My favorite Claessen pigeon is posted on another thread so I can't post the photo on two different threads. 

This pigeon has both a very distinguished racing and breeding career. As a racer he was the fastest of 70,000 pigeons.
As a breeder he is a base to generations of super stars. His son was sold at the final auction for 110,000 Euro's. 

http://www.pigeons.biz/forums/showpost.php?p=410742&postcount=16


----------



## g0ldenb0y55 (Dec 23, 2008)

Tim's Tumblers said:


> This is a close 2nd...
> 
> Almond Cock West...


Your tumblers are beautiful.


----------



## Pigeon0446 (Apr 22, 2007)

g0ldenb0y55 said:


> I use Photoshop CS4 for all my compositions. There's no other tool like it! There are many ways to crop out a subject from a background in photoshop. I mainly use the a combination of the Lasso Tools and the good old eraser tool for finer details. A trick if you're the one doing the photography on the birds is use a solid back ground. You can then use a tool called "magic eraser" and knock out the background color in one shot. It wont be completely perfect but it'll be close. Then just clean things up with the eraser tool.
> 
> How about that for a free tutorial...


Thanks for the info. Next time I'm in the mood to make one of them it'll save me alot of time. Thanks Again.


----------



## g0ldenb0y55 (Dec 23, 2008)

Pigeon0446 said:


> Thanks for the info. Next time I'm in the mood to make one of them it'll save me alot of time. Thanks Again.


No prob.


----------



## TerriB (Nov 16, 2003)

What flashy birds - the colors really pop out!


----------



## dvtlegend (Oct 20, 2007)

You can say this is my Favorite, as it was my first Expensive bird I purchased.

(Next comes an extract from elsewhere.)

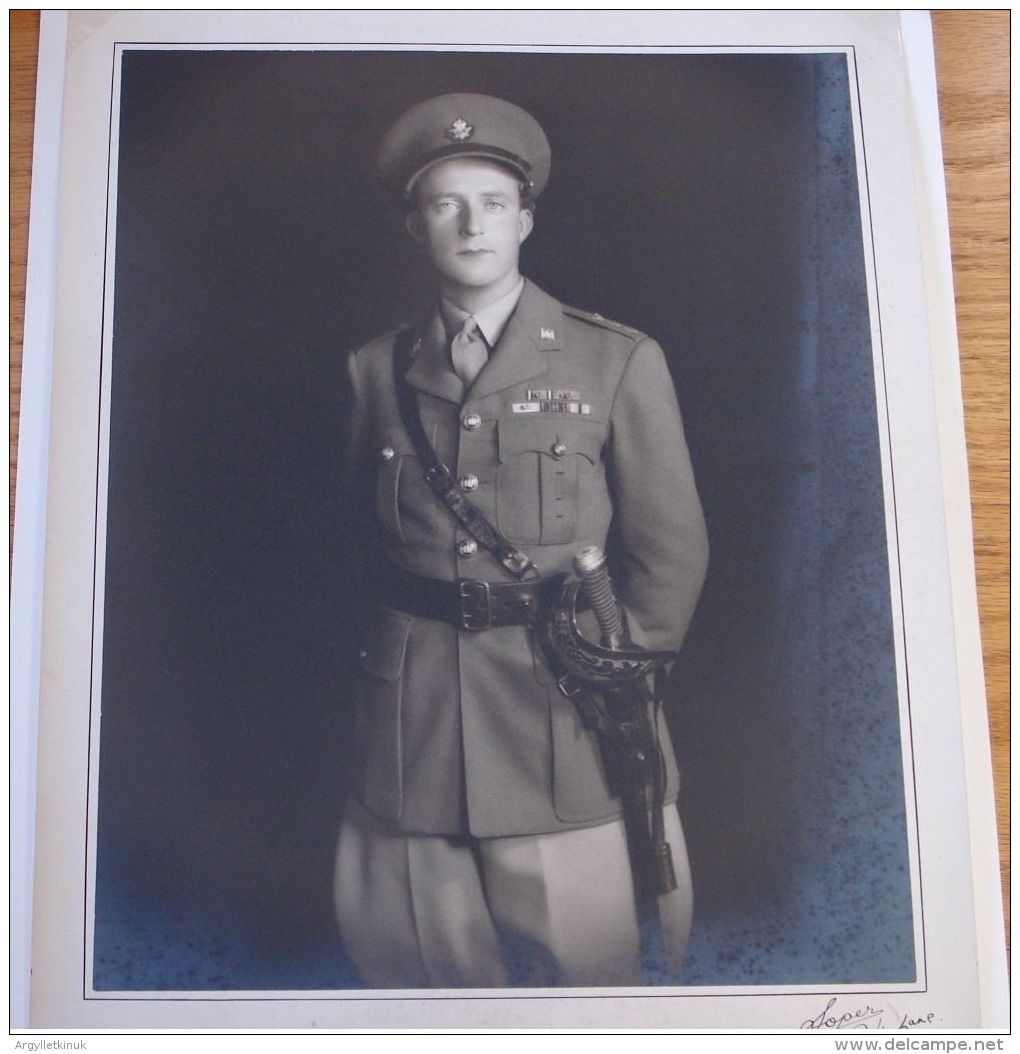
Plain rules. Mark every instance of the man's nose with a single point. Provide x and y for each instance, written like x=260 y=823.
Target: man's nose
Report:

Last bird Acquired , son of the bird above. Has bred winners 










heres one of my favorite to see in the loft. Gr. son of avenger


----------



## g0ldenb0y55 (Dec 23, 2008)

Nice birds! That middle one is a fatty! Looks like a big bird.


----------



## RodSD (Oct 24, 2008)

These are my favorites (because they are tame):


----------



## SouthTown Racers (Jan 14, 2009)

This hen produced 3 first place club winners with 3 different cock birds last young bird season!


----------



## Lickfork (Feb 1, 2010)

We found this bird lying on his side on a rooftop in 1996(the year we started racing). He was missing two toes and was serverly dehydrated. Even in that condition he handled better than anything we had in the loft at that time. We located his owner who told us he was a Sion from a family he had been breeding and winning with since the sixties. He said if we liked him we could keep him and he even sent us his pedigree. This bird went on to be the foundation of my Sion family. He is now fifteen years old and healthy although he hasn't filled an egg in three years. We have a loft full of his children and grandchildren.


----------



## Lickfork (Feb 1, 2010)

This hen is a granddaughter to MR. Maryland posted earlier. She was not raced as a young bird but trained to 100 miles. As a yearling I tossed her with the rest of the team at 100 miles one sunny morning only to hit a storm half way home. When we got home 1453 was the only bird in the loft and she was soaked. She had flown through the storm to beat us home. We didn't get another bird for over four hours. That season she placed on a 300 and a 400 on back to back weekends and I decided she had proven herself and stocked her.


----------



## Lickfork (Feb 1, 2010)

This is a De Klak hen. She accomplished her wins even though she was trap shy and refused to trap until another bird did. On the last race of the 2000 Tripple Crown Series she sat in a tree for thirty minutes until another bird came in. She got beat for the Tripple Crown average by less than twenty ypm.


----------



## Lickfork (Feb 1, 2010)

*One more!*










This was one tough bird. He was scalped as a youngster which is why he is so ugly. I am currently developing a family of blacks based on this guy.


----------



## Melsloft (Apr 27, 2007)

*Pic*

awesome Van loons!!!!!!!!!!!!


----------



## seanG (May 30, 2009)

that is a really nice eye on mr. maryland and great story about him too


----------



## Guest (Feb 27, 2010)

Lickfork said:


> We found this bird lying on his side on a rooftop in 1996(the year we started racing). He was missing two toes and was serverly dehydrated. Even in that condition he handled better than anything we had in the loft at that time. We located his owner who told us he was a Sion from a family he had been breeding and winning with since the sixties. He said if we liked him we could keep him and he even sent us his pedigree. This bird went on to be the foundation of my Sion family. He is now fifteen years old and healthy although he hasn't filled an egg in three years. We have a loft full of his children and grandchildren.


this goes to show you how powerful and tuf those sions can be ,great story and what a wonderful start to pigeon racing


----------



## Guest (Feb 27, 2010)

Lickfork said:


> This was one tough bird. He was scalped as a youngster which is why he is so ugly. I am currently developing a family of blacks based on this guy.


another great story of how the underdogs are always proving themselves no matter whats is thrown at them in life .. thanks for sharing, I always love the little storys going on behind some of the greats out there in peoples pigeon lofts


----------



## g0ldenb0y55 (Dec 23, 2008)

Nice birds!


----------